Farmakoloji, vücutta belirli reseptörlere bağlanan molekülleri inceler. Bu reseptörlerin yapısı adeta bir kilit, ilacın molekülü de anahtar gibi. Rastgele kimyasal evrim süreçleri nasıl olur da “kilit-anahtar” uyumu sağlayan binlerce molekülü oluşturdu? Eczacı olarak bilirsin, bir ilacın etkinliği ufak bir yapısal değişiklikle bozulabilir. O halde doğanın öylesine “deneme” yaparak trilyonlarca işe yaramaz kimyasal arasında tam doğru formülü seçtiğine inanmak makul mü?

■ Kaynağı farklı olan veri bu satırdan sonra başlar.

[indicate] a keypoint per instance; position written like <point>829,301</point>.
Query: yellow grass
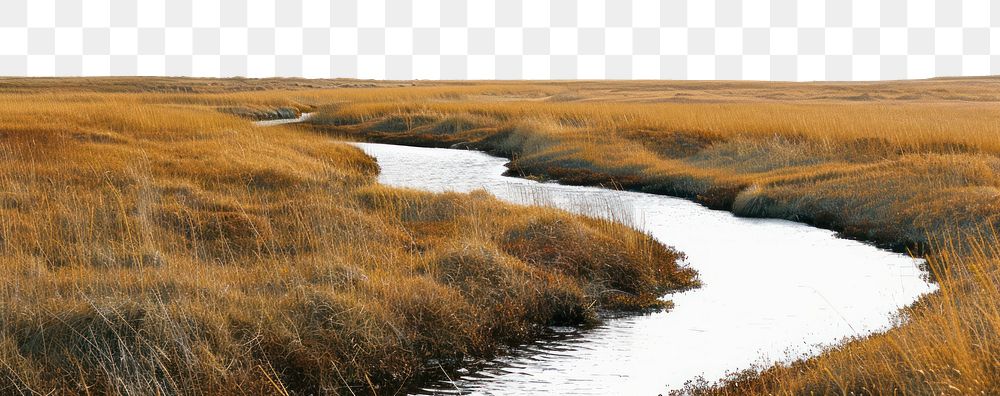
<point>897,163</point>
<point>151,243</point>
<point>217,220</point>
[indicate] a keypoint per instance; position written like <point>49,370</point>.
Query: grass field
<point>910,165</point>
<point>153,227</point>
<point>154,243</point>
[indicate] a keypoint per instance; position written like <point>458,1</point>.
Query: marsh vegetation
<point>151,233</point>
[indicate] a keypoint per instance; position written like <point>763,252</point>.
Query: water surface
<point>773,289</point>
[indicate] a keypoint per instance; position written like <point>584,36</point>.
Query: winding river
<point>773,290</point>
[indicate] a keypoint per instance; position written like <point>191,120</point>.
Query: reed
<point>153,243</point>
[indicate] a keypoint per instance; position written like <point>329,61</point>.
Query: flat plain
<point>158,242</point>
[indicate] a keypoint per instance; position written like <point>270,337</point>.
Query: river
<point>773,290</point>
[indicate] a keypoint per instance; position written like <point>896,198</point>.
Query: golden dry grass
<point>891,162</point>
<point>151,243</point>
<point>896,163</point>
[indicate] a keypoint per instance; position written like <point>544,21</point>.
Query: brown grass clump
<point>896,163</point>
<point>187,252</point>
<point>949,345</point>
<point>153,243</point>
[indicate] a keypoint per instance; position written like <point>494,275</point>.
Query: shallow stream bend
<point>773,289</point>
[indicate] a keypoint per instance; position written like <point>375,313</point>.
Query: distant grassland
<point>911,165</point>
<point>153,243</point>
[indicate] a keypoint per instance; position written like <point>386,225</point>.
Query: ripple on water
<point>773,290</point>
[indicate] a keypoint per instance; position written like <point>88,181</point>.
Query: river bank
<point>913,168</point>
<point>772,290</point>
<point>155,244</point>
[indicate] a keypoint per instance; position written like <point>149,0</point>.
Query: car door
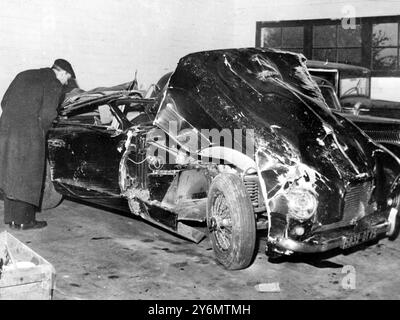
<point>84,152</point>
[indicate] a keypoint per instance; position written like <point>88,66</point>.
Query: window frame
<point>366,24</point>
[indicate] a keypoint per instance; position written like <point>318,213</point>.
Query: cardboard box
<point>24,275</point>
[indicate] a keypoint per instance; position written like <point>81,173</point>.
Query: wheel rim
<point>220,222</point>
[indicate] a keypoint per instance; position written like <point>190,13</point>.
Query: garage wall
<point>247,13</point>
<point>107,40</point>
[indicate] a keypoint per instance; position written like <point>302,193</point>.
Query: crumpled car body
<point>237,140</point>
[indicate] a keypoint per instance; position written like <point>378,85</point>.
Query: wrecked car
<point>232,142</point>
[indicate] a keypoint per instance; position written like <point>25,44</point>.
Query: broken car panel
<point>313,181</point>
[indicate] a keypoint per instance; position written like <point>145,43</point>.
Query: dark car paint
<point>269,91</point>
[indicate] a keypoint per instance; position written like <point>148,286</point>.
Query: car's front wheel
<point>231,222</point>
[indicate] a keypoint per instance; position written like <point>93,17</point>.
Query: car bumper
<point>345,240</point>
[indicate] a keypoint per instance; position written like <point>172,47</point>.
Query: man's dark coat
<point>29,107</point>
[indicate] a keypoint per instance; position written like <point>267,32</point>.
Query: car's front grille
<point>384,136</point>
<point>356,203</point>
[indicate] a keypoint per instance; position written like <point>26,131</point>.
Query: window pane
<point>324,54</point>
<point>354,86</point>
<point>292,37</point>
<point>271,37</point>
<point>297,50</point>
<point>384,59</point>
<point>385,34</point>
<point>349,56</point>
<point>324,36</point>
<point>349,37</point>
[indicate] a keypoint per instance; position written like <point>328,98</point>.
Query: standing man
<point>29,107</point>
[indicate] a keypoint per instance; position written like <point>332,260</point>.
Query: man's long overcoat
<point>29,107</point>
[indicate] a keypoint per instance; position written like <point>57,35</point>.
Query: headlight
<point>302,204</point>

Ayrıca sen eczacı olarak ilaç üretim sürecinde kalite kontrol, stabilite, raf ömrü, saflık oranları, yardımcı maddeler, kaplama teknikleri gibi sayısız ayrıntıyla uğraşırsın. Doğa hiçbir akıl olmadan neden insanlığa şifa verecek onca bitki ve maddeyi tam doğru formülle sağlamış olsun? Bir aspirin bile yılların bilgi birikimiyle formüle edildi. Bitkilerin komple kimyasal laboratuvar gibi faydalı etken maddeler içermesi neyle açıklanır?

Dahası, vücut bu ilaçları doğru şekilde metabolize eder. Karaciğer enzimleri, böbrek atımı, hücre zarının geçirgenliği… Her aşamada kusursuz bir organizasyon var. Bu organizasyon olmasaydı ilaçlar ya emilmez ya da zararlı etki yapardı. Bir eczacı olarak, “Zaten böyle denk geldi” diyerek bu ince organizasyonu açıklayabilir misin?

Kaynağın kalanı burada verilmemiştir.